I don't understand how this is considered fair. AlphaGo has been trained on a da...

clarle · on March 12, 2016

This is more than fair.

Go AIs weren't expected to reach this level for at least another 10 years.

Before AlphaGo, Zen and Crazy Stone (the previous Go AIs) could only play against top-level professionals with a significant 4-5 stone starting handicap, and this was less than 3 years ago. A 4-5 stone handicap is basically taking control of half the board before the game has even started.

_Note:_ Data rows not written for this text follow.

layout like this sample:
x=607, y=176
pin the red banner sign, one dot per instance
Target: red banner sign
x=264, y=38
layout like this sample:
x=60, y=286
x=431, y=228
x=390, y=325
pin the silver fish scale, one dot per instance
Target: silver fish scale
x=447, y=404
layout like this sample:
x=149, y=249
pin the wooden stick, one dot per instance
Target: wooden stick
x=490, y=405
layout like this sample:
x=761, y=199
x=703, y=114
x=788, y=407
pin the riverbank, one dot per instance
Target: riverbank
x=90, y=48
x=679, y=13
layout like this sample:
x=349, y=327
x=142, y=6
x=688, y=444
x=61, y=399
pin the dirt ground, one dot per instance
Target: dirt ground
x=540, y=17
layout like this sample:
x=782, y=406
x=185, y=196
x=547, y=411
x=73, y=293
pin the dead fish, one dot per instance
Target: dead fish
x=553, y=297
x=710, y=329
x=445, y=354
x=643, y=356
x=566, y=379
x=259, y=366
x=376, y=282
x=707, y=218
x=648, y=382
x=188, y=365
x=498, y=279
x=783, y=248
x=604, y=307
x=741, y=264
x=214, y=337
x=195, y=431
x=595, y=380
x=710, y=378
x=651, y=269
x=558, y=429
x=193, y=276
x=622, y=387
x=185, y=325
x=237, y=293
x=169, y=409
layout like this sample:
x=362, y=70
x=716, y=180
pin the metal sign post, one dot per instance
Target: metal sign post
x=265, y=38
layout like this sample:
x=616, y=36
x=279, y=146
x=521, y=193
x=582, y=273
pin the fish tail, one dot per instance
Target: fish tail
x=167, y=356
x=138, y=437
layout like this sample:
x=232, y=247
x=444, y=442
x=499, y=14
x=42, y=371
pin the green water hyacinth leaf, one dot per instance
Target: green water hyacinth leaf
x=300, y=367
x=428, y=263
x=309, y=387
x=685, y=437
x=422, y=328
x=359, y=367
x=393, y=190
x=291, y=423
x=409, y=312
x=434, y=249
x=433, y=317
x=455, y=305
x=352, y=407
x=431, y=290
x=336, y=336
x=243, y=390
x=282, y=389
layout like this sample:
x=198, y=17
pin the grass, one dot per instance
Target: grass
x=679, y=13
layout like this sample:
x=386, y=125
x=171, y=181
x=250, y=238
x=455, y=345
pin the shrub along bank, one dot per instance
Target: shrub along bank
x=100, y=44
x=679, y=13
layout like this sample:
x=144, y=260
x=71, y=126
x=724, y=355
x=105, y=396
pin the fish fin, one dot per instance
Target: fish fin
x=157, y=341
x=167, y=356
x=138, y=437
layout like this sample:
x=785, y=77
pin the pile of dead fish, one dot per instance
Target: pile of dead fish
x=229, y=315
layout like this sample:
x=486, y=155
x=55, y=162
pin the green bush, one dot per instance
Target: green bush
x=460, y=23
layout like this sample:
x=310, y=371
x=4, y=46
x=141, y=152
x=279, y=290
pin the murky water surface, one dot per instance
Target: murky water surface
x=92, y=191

It really shows how the neural network approach made a huge difference in such a short time.

emcq · on March 12, 2016

Part of this timing jump is Google throwing hardware at the problem with a large 280 GPU + 1920 CPU cluster. I would venture this is almost 100x bigger than most of the Go AI hardware we've seen to date. The nature paper suggests without this cluster it would be playing competitively with other single workstation Go AI, but nowhere near top level players.

papapra · on March 12, 2016

Apparently it is still strong on a single machine https://twitter.com/demishassabis/status/708489093676568576

pixl97 · on March 12, 2016

> throwing hardware at the problem with a large 280 GPU + 1920 CPU cluster.

You have a trillion connection neural net wrapped in 2 pounds of flesh inside your head. This is a massively larger amount of hardware compared to just about every animal out there. Throwing hardware at a problem is a solution to intelligence.

emcq · on March 13, 2016

I'm not comparing brain wetware to hardware. The parent's post was interested in how we achieved such great AI go performance today that was supposed to take 10 years. If you look at the components that fueled this, the performance of the system was advanced significantly by having additional hardware; both in training the policy and value networks with billions of synthetic Go games and at runtime.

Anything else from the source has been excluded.